Brad and Jennifer Fallon created www.myweddingfavors.com
earlier this year with the idea of creating an online wedding favors store.
The business has grown to six paid employees working for the business,
which ships 50 to 60 orders a day all over the world, putting the site
on track for more than $1 million in sales by year's end, the Fallons
said.
"My message is that other people can do (e-commerce) for a living, too,"
said Brad Fallon, 36. "Six months ago, I didn't know what freight shipping
was."
Shortly after the Fallons married, the couple decided to launch a Web
site featuring wedding favors, mementos given to wedding guests as a keepsake
of the ceremony. The couple invested about $1,000 in the initial venture
to advertise and open the store. The store went online at the beginning
of 2004, offering a variety of favors from personalized mint tins and
key chains to wedding cake-shaped candles.

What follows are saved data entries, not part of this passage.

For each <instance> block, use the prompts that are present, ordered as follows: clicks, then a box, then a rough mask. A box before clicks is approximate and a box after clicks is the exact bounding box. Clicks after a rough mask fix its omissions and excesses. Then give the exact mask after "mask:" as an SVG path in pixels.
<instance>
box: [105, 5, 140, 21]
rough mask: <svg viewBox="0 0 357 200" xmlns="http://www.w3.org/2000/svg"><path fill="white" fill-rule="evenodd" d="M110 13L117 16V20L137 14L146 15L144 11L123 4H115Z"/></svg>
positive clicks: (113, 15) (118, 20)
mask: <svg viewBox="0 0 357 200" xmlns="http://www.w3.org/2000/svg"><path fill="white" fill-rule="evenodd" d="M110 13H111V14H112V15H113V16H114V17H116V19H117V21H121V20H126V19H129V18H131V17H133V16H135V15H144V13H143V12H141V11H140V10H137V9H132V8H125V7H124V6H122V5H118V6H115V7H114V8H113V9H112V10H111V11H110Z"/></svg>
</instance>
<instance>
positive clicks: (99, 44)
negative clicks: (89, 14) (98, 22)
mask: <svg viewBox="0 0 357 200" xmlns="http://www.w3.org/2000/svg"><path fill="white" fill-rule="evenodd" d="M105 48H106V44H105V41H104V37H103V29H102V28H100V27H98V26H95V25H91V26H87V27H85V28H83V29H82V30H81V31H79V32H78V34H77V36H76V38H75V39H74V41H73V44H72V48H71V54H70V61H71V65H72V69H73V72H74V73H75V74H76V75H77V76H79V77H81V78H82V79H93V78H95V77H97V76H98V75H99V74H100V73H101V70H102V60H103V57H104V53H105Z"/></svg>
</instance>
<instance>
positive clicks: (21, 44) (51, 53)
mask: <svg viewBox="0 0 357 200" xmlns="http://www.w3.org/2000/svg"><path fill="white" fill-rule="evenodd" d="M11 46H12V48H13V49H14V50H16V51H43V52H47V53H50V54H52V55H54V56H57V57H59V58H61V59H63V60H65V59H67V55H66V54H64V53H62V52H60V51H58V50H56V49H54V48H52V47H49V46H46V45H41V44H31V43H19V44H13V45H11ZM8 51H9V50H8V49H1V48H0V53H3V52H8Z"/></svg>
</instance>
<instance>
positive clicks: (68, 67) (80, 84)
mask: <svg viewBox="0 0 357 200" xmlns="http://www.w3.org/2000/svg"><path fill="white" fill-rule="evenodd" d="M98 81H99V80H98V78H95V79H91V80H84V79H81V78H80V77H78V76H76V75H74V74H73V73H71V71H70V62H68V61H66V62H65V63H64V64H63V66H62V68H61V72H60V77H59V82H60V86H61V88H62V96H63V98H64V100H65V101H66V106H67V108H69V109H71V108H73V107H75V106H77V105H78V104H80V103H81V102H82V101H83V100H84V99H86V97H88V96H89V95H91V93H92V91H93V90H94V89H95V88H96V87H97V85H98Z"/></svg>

Fallon, who works in the computer engineering field, used his skills
to ensure the site placed high on search result lists on the Yahoo! and
Google search engines.
The site also advertised on Google and other Internet advertising services.
They also advertised in Wedding Bells magazine but found a greater response
from online advertising, Brad Fallon said. The site receives about 4,000
visitors a day. Although advertising and search engine results contribute
to the site's success, the products, prices and customer service are an
important aspect, said Jennifer Fallon, who now works for the business
full time.
It's easier for a person to buy favors at the site than to buy them
in a store, she said. Also, with favors priced at only a few dollars per
item, gifts can be bought for a large guest list at a reasonable price.
"You can't really go into a business here and buy 150 candles," she
said.
There's also a more unique and personalized selection of products, she
said.
"You're not going to find that in a retail store," said Jennifer Fallon,
34.
The rapid growth of the business has created some growing pains. Six
months have seen the business grow from occupying a basement to a bedroom
to a warehouse and now an even bigger warehouse to store inventory.
"It's been a bit overwhelming," Jennifer Fallon said.
Although the late 1990s saw many e-commerce Web sites go out of business,
an Internet business can be a success, especially if it focuses on a niche
market, said Mickey Gee, a retail professor at the University of Alabama
at Birmingham.
"Their market is so small you could never roll out" a brick-and-mortar
business, Gee said. "But the Web gives you an opportunity to expand the
size of this niche market."
Some of the Web site's customers are in Singapore, Ireland, Australia
and the United Kingdom, Brad Fallon said.
"It's wild to get orders from all over," he said.